The budget also includes a building condition assessment audit for the former West Richmond Education Centre in Evanston of $12,500, plans to re-open the St. Peter’s VIC at $16,000, Canada Day funding for 2021 of $10,450, strategic plan funding of $17,000, increases in arena ice rental rates, increases in waste management facility tipping fees, the amalgamation of the four sewer systems into one, new dry fire hydrant funding of $10,000, and an in-flow and infiltration study for the Petit de Grat sewer system in the amount of $40,000, which the municipality is seeking funding for under the Provincial Capital Assessment Program.
In the capital investment plan, the CFO said the municipality budgeted for a new vehicle purchase, an equipment trailer purchase in the amount of $12,500, a $40,000 accessibility study, and council chamber upgrades of $10,000.

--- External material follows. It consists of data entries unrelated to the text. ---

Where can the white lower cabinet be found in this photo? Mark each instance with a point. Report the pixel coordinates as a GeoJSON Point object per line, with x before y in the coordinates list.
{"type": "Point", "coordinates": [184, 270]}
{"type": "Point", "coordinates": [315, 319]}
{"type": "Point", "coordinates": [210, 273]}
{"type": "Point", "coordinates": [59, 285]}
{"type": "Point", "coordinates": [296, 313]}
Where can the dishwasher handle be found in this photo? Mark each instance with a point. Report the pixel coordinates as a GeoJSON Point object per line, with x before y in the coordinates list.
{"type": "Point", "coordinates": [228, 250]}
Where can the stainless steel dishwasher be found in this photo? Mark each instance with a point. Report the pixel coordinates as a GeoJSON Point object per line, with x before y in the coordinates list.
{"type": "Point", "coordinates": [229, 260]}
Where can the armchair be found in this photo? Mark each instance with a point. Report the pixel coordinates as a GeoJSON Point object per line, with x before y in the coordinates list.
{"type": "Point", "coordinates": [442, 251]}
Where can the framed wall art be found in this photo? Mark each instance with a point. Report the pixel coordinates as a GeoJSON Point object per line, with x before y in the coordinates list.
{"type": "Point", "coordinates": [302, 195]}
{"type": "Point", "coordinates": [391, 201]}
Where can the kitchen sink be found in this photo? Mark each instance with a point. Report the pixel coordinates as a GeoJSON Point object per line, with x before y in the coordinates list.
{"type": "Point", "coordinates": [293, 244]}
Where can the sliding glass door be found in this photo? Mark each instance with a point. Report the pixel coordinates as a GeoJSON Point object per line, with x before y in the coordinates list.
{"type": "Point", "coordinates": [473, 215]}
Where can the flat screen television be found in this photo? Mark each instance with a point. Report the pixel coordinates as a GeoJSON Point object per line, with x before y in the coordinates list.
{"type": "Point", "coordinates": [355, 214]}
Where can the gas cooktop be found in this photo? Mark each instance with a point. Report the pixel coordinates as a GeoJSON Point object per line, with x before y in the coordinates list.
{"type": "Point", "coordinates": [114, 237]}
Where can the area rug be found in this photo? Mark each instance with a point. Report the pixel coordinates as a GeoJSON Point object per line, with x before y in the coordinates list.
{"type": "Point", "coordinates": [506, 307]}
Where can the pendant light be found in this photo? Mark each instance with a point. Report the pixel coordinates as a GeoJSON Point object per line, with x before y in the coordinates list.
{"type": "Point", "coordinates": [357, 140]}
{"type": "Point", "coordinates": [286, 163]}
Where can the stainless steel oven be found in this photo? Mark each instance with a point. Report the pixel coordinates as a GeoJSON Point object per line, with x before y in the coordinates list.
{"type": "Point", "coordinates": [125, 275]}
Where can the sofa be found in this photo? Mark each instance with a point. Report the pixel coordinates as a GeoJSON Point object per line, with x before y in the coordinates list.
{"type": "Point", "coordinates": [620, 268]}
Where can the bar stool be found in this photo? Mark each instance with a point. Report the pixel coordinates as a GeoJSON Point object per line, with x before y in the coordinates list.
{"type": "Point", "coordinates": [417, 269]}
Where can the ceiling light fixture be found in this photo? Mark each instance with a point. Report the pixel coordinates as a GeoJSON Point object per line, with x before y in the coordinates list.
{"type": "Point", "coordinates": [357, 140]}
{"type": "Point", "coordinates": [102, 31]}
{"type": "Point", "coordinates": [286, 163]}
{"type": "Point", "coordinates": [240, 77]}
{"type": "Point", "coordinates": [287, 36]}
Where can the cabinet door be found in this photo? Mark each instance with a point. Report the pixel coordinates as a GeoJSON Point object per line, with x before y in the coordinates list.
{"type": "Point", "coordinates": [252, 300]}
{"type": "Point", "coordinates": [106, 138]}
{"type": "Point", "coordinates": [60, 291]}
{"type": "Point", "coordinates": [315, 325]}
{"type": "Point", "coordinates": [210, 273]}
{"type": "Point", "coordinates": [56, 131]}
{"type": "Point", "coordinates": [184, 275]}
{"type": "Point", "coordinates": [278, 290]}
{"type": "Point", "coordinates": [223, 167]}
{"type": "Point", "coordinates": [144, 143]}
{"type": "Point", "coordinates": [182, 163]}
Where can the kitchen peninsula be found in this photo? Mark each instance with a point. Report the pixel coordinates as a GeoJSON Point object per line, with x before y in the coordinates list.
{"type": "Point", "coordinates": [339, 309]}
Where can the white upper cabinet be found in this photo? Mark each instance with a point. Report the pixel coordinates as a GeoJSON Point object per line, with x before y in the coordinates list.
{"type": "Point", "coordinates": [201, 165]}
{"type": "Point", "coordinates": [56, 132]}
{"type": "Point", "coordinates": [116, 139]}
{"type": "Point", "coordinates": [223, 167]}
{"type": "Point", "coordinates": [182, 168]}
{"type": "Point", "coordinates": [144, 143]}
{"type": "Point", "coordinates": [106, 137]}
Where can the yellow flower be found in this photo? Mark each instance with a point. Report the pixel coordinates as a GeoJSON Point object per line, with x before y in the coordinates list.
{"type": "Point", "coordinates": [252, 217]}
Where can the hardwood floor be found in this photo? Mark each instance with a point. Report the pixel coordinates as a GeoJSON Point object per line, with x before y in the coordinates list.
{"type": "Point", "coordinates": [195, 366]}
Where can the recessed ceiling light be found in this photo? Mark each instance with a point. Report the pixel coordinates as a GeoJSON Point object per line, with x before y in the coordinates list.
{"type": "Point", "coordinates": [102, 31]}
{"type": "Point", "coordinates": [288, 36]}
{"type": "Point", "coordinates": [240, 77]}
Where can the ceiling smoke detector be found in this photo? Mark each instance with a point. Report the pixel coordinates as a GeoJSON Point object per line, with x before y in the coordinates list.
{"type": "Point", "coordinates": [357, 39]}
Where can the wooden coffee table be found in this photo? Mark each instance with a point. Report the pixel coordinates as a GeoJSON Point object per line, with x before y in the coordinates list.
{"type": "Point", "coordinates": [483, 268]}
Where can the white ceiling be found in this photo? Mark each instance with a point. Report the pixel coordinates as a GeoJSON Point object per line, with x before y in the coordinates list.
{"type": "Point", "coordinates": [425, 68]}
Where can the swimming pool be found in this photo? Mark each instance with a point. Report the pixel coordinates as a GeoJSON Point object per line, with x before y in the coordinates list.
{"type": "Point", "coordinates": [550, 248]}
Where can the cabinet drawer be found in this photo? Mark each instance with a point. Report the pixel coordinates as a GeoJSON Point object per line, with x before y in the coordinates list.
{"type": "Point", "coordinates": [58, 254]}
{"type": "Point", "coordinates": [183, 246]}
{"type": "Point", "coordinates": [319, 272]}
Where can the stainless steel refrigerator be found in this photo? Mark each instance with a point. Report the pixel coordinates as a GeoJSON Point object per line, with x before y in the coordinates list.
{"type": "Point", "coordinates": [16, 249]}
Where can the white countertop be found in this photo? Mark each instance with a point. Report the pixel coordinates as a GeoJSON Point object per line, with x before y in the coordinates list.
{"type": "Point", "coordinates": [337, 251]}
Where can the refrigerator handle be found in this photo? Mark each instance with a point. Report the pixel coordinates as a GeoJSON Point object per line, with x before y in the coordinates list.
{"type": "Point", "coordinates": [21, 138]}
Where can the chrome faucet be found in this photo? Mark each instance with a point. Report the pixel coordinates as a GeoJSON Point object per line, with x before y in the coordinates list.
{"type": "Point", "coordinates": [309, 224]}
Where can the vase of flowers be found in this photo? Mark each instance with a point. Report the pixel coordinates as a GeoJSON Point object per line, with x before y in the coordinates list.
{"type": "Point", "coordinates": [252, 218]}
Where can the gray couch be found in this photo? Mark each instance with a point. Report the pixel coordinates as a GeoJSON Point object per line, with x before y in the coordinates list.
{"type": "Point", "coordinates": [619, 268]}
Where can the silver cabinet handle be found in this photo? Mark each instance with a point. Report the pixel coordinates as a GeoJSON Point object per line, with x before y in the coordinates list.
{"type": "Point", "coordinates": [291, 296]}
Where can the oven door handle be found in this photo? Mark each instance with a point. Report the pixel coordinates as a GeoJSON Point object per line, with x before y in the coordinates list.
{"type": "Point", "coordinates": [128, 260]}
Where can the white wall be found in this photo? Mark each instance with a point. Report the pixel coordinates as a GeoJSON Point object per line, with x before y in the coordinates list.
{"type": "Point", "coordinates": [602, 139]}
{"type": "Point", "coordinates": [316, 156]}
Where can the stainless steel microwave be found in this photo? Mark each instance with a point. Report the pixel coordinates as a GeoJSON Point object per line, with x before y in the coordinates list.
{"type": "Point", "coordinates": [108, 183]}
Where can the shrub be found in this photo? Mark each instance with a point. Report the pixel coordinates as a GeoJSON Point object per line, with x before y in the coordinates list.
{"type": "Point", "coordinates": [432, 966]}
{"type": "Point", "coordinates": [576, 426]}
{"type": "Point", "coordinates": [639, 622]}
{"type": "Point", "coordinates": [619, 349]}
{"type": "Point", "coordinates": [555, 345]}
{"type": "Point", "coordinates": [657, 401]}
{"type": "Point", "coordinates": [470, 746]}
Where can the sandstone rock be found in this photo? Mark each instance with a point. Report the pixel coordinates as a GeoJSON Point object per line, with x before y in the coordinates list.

In the five-year capital investment plan, Martell said there is a $20,000 trail plan study, funding for half of a broadband cell tower project in Dundee at a cost of $225,000, adding a building at Point Michaud Beach for $40,000, another $40,000 for trail rehabilitation and improvements, a $3.6 million wastewater project, and a compost facility leachate treatment study in the amount of $20,000.
Council also approved the following area rates: St. Peter’s Volunteer Fire Department nine cents; West Bay Road Volunteer Fire Department 10 cents; L’Ardoise and Area Volunteer Fire Department 16 cents; Grand River Volunteer Fire Department 15 cents; Loch Lomond Volunteer Fire Department 15 cents; Louisdale and Area Volunteer Fire Department 10 cents; Framboise and Forchu Volunteer Fire Departments 15 cents; Isle Madame Volunteer Fire Department 11 cents; District 10 fire department 15 cents; the former District 2 community rate of four cents; and the former District 4 community rate of one cent.
Meanwhile, the St. Peter’s Village Commission must submit their rate to the municipality by July 31.